Known as the “artist’s artist,” in early punk rock art shows held in after-hours clubs, Robert soon pioneered the first break-away art movement in California since the Eucalyptus School’s estrangement from Impressionism in the late 1920s. His bold use of underground cartoon figuration, paired with harshly contrasted psychedelic colors set a style that was an easily recognizable hallmark throughout the 1980s and 1990s.
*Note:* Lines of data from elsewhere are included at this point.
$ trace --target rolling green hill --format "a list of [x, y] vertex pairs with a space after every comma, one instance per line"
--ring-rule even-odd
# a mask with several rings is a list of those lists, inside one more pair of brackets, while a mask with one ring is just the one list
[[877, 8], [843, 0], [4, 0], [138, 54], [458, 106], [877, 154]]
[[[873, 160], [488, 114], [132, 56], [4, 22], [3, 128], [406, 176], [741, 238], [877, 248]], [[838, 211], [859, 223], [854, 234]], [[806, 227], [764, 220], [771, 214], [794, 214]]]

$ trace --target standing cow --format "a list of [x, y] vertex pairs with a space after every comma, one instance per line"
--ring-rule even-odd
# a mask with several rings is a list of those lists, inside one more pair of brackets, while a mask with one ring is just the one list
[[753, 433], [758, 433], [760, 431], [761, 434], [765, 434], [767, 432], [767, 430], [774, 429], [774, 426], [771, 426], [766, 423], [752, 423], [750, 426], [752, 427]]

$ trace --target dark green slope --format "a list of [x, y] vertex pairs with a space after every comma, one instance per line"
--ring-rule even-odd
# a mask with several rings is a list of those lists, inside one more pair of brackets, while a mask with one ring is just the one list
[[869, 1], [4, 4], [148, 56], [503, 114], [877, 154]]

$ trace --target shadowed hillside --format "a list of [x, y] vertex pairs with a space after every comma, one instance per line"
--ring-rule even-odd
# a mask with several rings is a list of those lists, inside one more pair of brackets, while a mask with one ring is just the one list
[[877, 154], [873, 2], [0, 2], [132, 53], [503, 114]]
Robert Williams’ influence on alternative art is immeasurable. From his endeavors to broaden the possibilities for young artists to gain exposure, sprang the well known art chronicle, JUXTAPOZ magazine. Even with this popular manifesto and landmark publication, Williams’ well meaning machinations still places his work in a lost league of unvindicated ghosts-he’s now an outsider among outsiders. 

Appetite for Destruction

The Girl with the Faberge Ass

Nostradamus and the Astrological Planet Skinner

The Brain Trap

Robert Williams facts

  • About: American painter and cartoonist who founded Juxtapoz Art & Culture Magazine and was known for such paintings as Oscar Wilde In Leadville and Appetite for Destruction. He was part of The Art Boys, which included Matt Groening, Mike Kelley, and Neon Park.
  • Before name: He was interested early on in watercolors. He mastered painting the specular reflection from chromed auto parts. He was educated for a very short period of time at the California Institute of the Arts.
  • Trivia: His Appetite for Destruction became the name of a Guns N’ Roses album. It was also used for the cover art, but it caused so much controversy that Geffen Records placed it on the inside sleeve.
  • Family life: He had a tumultuous youth. His parents married and divorced each other four times, and he was involved in gang activity as a teenager. His wife, Suzanne, also worked as an artist.
  • Associated with: Red Hot Chili Peppers singer Anthony Kiedis became a collector of his art.